Pour entrer dans un Centre régional de formation professionnelle des avocats (CRFPA), il y aura désormais un examen commun à tous les établissements. Le but de cette réforme : mettre tous les candidats à égalité.

main qui va taper avec un marteau de juge
La réforme de l'examen d'entrée en école d'avocat sera effective à la rentrée 2017.

Chaque année, ils sont 14 000 à se présenter à un examen d’entrée dans un CRFPA. Dès la rentrée 2017, chaque centre n’aura plus sont propre examen, il sera national et comportera 4 épreuves.

Objectif égalité des chances

L’examen d’accès aux CRFPA connaît une réforme profonde.
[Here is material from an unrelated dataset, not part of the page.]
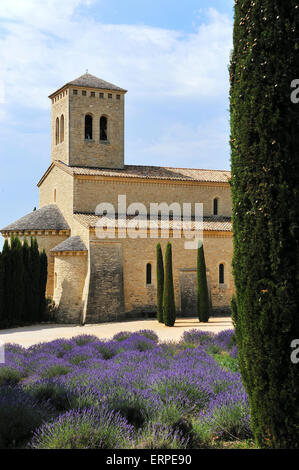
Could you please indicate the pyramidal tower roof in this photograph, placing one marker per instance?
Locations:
(90, 81)
(47, 218)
Cet examen permet d’entrer dans l’une des 11 écoles d’avocats et d’obtenir, après 18 mois de formation, le CAPA (certificat d’aptitude à la profession d’avocat). 3 500 à 3 800 personnes y sont admises chaque année.

Avant, chaque Institut d’études judiciaires (44 en France) organisait son examen, en lien avec les universités de droit. « Les chances des étudiants pouvaient varier d’un à cinq, d’un IEJ à l’autre », note Thomas Clay, conseiller personnel de Thierry Mandon, secrétaire d’État à l’enseignement supérieur, dans une interview pour Le Monde.

L’examen, « que la réforme ne transforme pas en concours », précise le communiqué du secrétaire d’État, aura lieu à la même date pour tous. Les sujets et la grille d’évaluation sont également les mêmes dans tous les IEJ. Il comportera 4 épreuves : une épreuve de synthèse, une autre de droit des obligations, un cas pratique et une épreuve de procédure sur la matière choisie par le candidat (droit des affaires social, droit civil, droit pénal, international et européen ou droit administratif).

Une fois cette épreuve d’admissibilité passée avec succès, il faudra encore réussir un oral de langues et un grand oral portant sur les libertés publiques et les droits fondamentaux.

Règle inchangée : il faut avoir un minimum un Master 1 en droit pour passer l’examen des CRFPA. Notons qu’une grande partie des candidats a un Master 2 (84 % selon l’ARES, la Fédération nationale des associations représentatives des étudiants en sciences sociales). Certains étudiants passent aussi par des classes préparatoires.

Une commission crée

Pour mettre en place cet examen, une commission nationale sera créée. Elle sera composée de 4 universitaires et 4 avocats qui seront en charge de concocter les sujets. Les membres de cette commission seront évidemment soumis à des règles d’incompatibilité (interdiction d’enseigner dans des formations à l’examen).